It’s incredible that Janet Yellen’s Fed should even be talking about raising interest rates in June, or July. The Fed predicts no more than 2.5 percent GDP growth in Q2, after Q1’s 0.8 percent growth rate. And the May unemployment report was the worst since 2010 with just 38,000 nonfarm payroll jobs created.
“It’s appropriate -- and I’ve said this in the past -- for the Fed to gradually and cautiously increase our overnight interest rate over time,” Yellen said last Friday during remarks at Harvard University in Cambridge, Massachusetts. “Probably in the coming months such a move would be appropriate.”
This is though the unemployment rate fell to 4.7 percent from 5 percent to mark the lowest level since the month before the Great Recession began in December 2007. But the decline owed almost entirely to 458,000 people leaving the labor force.
Adults over 25 without a high-school diploma accounted for about two-thirds of the drop in the labor force, about 10 times the impact they should have had given their share of the population.
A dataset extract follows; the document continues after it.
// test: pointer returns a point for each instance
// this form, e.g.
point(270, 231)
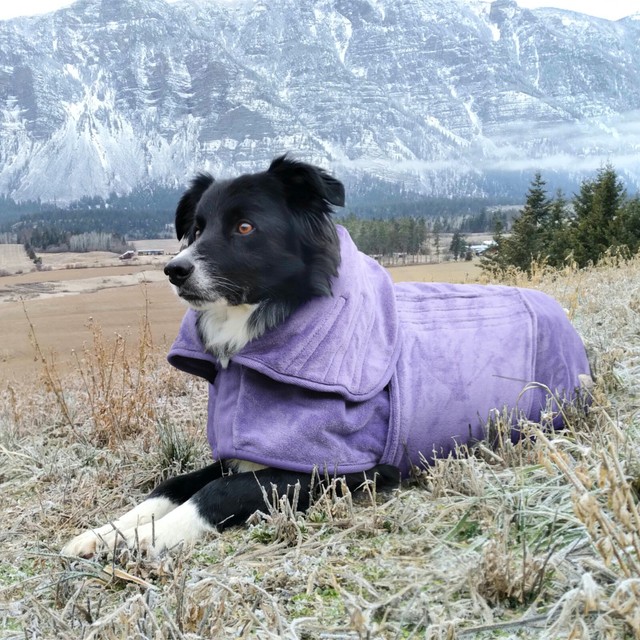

More than half of those who dropped out were people over 55 years old. Most of them were white and likely Trump supporters.
What is the Fed and Yellen thinking? Inflation expectations are way down, as well as consumer sentiment; one of their red flags for incipient, future inflation that Fed hawks love to cite in their push to raise interest rates (read the banking lobby).
The expectations component for future business looks better, up 7.3 points from April to 84.9, and that ultimately reflects confidence in the jobs outlook. But the 1-year inflation outlook fell another 1 tenth at month's end to 2.4 percent for a major decline of 4 tenths from April. Like the decline underway in business investment, the decline in inflation expectations could also derail chances for a June hike.
The real problem is the severe drop in capex, or capital expenditures, due in large part to declining oil production. Without business investment, jobs cannot continue to grow and full employment should be the primary goal of Fed policy, rather than fighting non-existent inflation.
A historical rule of thumb is that 2 percent inflation rate means 2 percent growth, whereas 3 percent inflation usually means 3 percent plus growth, and we should be shooting for a 3 percent plus growth rate, as in past decades.
This is while new orders for core capital goods, a reading that excludes defense goods and commercial aircraft, fell a very sharp 0.8 percent in data for the month of April. It is the third straight decline and the fifth out of the last six months in a string that has taken this reading to a five-year low. Year-on-year, orders are squarely in the negative column at minus 5 percent and are down 12 percent from their cycle peak in September 2014.
We need to encourage a bit more inflation, in other words, which in turn should improve profits and so encourage more job creation.